W. Berger: In Deutschland kann man den Test in den Geschäftsstellen einer Prüforganisation professionell durchführen lassen oder die Aviloo Box direkt über die Website bei uns bestellen und versandkostenfrei erhalten. Der Kunde macht den Test, bekommt sein Batteriezertifikat binnen 48 Stunden per Mail und schickt uns die Aviloo Box kostenfrei wieder zurück oder gibt sie an dem Standort zurück, an dem er sie bekommen hat.

asp: Ist der Test auch für Gewerbekunden erhältlich?

W. Berger: Wir haben auch ein Angebot für gewerbliche Kunden wie Fahrzeughändler oder Werkstätten. Bei diesem Modell stellen wir dem Fahrzeughändler oder der Werkstatt gegen eine monatliche Grundgebühr von 79 Euro (zzgl. MwSt.) eine Aviloo Box permanent zur Verfügung. Der Händler bekommt dann Zugang zur Aviloo Battery Data Cloud und kann die Batteriediagnose für seine Fahrzeuge selbst starten. Die Tests werden dann im Pay-per-Use-Verfahren abgerechnet. Jeder Test kostet dann 75 Euro (zzgl. MwSt.).

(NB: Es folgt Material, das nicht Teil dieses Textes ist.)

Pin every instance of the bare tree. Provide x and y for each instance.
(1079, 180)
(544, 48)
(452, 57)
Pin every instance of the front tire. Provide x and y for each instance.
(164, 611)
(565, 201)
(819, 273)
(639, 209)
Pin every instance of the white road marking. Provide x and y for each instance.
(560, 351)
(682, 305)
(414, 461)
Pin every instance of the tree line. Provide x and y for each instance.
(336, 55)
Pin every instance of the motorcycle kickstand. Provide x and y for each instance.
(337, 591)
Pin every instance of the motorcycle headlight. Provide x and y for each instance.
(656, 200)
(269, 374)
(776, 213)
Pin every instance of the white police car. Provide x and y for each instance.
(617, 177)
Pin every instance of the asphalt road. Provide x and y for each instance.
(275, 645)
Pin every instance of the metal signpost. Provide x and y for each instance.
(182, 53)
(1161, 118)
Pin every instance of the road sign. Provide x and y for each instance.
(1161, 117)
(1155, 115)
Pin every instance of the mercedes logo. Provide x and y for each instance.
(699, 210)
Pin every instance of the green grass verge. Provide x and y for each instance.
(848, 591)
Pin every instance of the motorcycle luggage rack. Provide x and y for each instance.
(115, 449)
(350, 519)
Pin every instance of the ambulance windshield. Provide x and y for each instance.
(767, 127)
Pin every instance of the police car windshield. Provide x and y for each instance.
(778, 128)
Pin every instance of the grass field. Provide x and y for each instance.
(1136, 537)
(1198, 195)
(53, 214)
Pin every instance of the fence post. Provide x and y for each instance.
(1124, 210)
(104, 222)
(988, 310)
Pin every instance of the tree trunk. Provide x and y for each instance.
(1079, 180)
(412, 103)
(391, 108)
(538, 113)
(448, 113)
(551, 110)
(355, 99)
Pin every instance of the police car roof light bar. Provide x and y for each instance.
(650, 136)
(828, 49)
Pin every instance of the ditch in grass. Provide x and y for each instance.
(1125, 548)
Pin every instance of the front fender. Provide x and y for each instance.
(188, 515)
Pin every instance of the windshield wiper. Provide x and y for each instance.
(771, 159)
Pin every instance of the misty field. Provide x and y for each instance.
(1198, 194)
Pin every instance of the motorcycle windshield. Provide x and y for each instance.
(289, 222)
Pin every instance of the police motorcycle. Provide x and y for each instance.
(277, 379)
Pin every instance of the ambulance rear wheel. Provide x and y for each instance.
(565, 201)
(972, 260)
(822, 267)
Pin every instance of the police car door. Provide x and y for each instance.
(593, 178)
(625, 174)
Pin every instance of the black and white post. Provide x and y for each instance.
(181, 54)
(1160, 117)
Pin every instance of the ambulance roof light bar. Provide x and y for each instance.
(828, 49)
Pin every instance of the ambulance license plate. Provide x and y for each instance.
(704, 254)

asp: Was für Vorteile hat der Händler durch das Batteriezertifikat?

W. Berger: Der Gebrauchtwagenhändler kann seine Fahrzeuge mit Aviloo zertifiziert überprüfen, diese mit Batteriezertifikat online stellen und dadurch einen besseren Wiederverkaufswert erzielen. Es wird in Zukunft auch immer mehr so sein, dass der Endkunde das verlangt.